The way in which the reports are collected poses another serious problem for those who want to take them seriously as evidence of an afterlife. Osis and Haraldsson’s (1977) study was based on replies received from ten thousand questionnaires sent to doctors and nurses in the United States and India. Only 6.4 percent were returned. Since it was the doctors and nurses who were giving the reports, not the patients who had, presumably, actually had the experience, the reports were secondhand. This means they had passed through two highly fallible and constructive human memory systems (the doctor’s or nurse’s and the actual patient’s) before reaching Osis and Haraldsson. In other cases (i.e., Moody 1977) the reports were given by the patients themselves, months and years after the event. Such reports are hardly sufficient to argue for the reality of an afterlife.

The skeptical investigator Joe Nickell has written that deathbed visions (DBVs) are based on anecdotal accounts that are unreliable. Nickell discovered contradictions and inconsistencies in various DBVs reported by the paranormal author Carla Wills-Brandon.

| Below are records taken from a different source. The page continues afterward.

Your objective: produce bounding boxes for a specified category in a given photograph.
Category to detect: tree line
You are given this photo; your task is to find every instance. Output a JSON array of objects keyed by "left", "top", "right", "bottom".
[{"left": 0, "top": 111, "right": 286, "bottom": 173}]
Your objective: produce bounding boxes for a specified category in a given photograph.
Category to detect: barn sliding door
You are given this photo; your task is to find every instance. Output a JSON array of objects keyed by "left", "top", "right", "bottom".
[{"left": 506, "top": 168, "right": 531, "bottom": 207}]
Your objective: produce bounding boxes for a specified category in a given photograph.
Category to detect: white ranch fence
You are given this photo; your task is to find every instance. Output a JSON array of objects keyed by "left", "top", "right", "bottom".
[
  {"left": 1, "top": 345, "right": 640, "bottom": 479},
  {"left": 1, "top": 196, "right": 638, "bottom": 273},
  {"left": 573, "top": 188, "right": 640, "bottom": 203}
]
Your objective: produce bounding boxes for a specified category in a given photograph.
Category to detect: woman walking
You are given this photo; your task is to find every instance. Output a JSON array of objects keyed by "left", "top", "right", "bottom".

Research in the hospice and palliative medicine field has examined the impact of deathbed phenomena on the dying, their families, and palliative care staff. In 2009, a questionnaire was distributed to 111 staff members in an Irish hospice program, asking whether they had encountered staff or patients who had experienced DBP. The majority of respondents reported that they had been informed of a deathbed vision by a patient or the patient's family. They reported that the content of these visions often seemed to be comforting to the patient and their family. Another study found that DBPs are commonly associated with peaceful death and are generally under-reported by patients and families due to fear of embarrassment and disbelief from medical staff.

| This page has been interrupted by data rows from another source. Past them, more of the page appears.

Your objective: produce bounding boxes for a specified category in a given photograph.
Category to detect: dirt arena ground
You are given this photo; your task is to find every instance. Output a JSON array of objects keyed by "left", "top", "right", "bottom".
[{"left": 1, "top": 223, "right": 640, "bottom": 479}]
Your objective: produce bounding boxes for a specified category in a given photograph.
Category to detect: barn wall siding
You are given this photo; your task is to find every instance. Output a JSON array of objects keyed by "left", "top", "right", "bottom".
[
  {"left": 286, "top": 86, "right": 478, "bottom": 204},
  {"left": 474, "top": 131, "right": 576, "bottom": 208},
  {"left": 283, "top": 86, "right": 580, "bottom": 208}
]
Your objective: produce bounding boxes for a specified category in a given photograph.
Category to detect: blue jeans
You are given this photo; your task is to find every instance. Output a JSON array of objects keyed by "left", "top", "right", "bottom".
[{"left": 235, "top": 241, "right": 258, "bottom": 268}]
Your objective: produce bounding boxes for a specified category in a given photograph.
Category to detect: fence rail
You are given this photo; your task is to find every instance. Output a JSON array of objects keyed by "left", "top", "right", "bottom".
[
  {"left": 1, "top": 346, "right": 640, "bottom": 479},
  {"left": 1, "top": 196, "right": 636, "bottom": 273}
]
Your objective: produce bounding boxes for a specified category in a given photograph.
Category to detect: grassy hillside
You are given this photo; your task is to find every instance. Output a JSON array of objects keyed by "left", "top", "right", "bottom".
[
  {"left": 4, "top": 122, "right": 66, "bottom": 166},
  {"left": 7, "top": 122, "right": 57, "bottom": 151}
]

In response to these qualitative data, there is a growing movement within the palliative care field that emphasizes "compassionate understanding and respect from those who provide end-of-life care" in regard to DBPs. Reports of deathbed visions frequently describe the figures perceived as deceased relatives or friends, and researchers have noted that apparitions of the dead predominate at the deathbed, in contrast to the apparitions of living people more commonly reported by people in good health. A subset of these cases is known as "Peak in Darien" experiences, named after an 1882 collection of essays with that title by the Irish writer Frances Power Cobbe. The term describes situations wherein a dying person seems to see a specific deceased individual whose death was, at the time, unknown to them. Writers sympathetic to a survivalist interpretation have argued that such reports are not readily explained as expectation-driven hallucinations, since the percipient did not know that the person had died. A 2010 paper by Bruce Greyson of the University of Virginia's Division of Perceptual Studies compiled and discussed several examples. Skeptics respond that the accounts are retrospective and anecdotal, that the timing of the unrecognised death is seldom independently documented, and that deceased relatives commonly feature in drug-induced and other hallucinations as well.

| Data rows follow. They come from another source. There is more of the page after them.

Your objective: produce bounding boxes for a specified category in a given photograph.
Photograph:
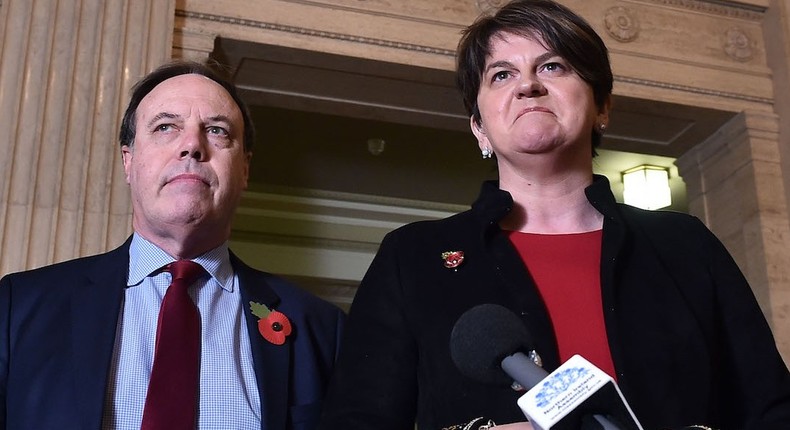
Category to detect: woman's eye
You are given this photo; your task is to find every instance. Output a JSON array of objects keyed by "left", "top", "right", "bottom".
[
  {"left": 542, "top": 62, "right": 566, "bottom": 73},
  {"left": 492, "top": 70, "right": 510, "bottom": 82}
]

== Scientific evaluation ==
According to Ronald K. Siegel, noted American psychopharmacologist and researcher, there is a high degree of similarity between deathbed visions and drug-induced hallucinations. Hallucinations caused by drugs frequently contain images of otherworldly beings and deceased friends and relatives. Some scientists who have studied cases of deathbed phenomena have described the visual, auditory, and sensed presences of deceased relatives or angelic beings during the dying process as hallucinations. These hallucinations are theorized to occur due to a number of explanations including but not limited to cerebral hypoxia, confusion, delirium, body systems failures (e.g., renal, hepatic, pulmonary), and a mental reaction to stress.

When the body is injured, or if the heart stops, even if only for a short period, the brain is deprived of oxygen. A short period of cerebral hypoxia can result in the impairment of neuronal function. It is theorized that this neuronal impairment accounts for deathbed visions.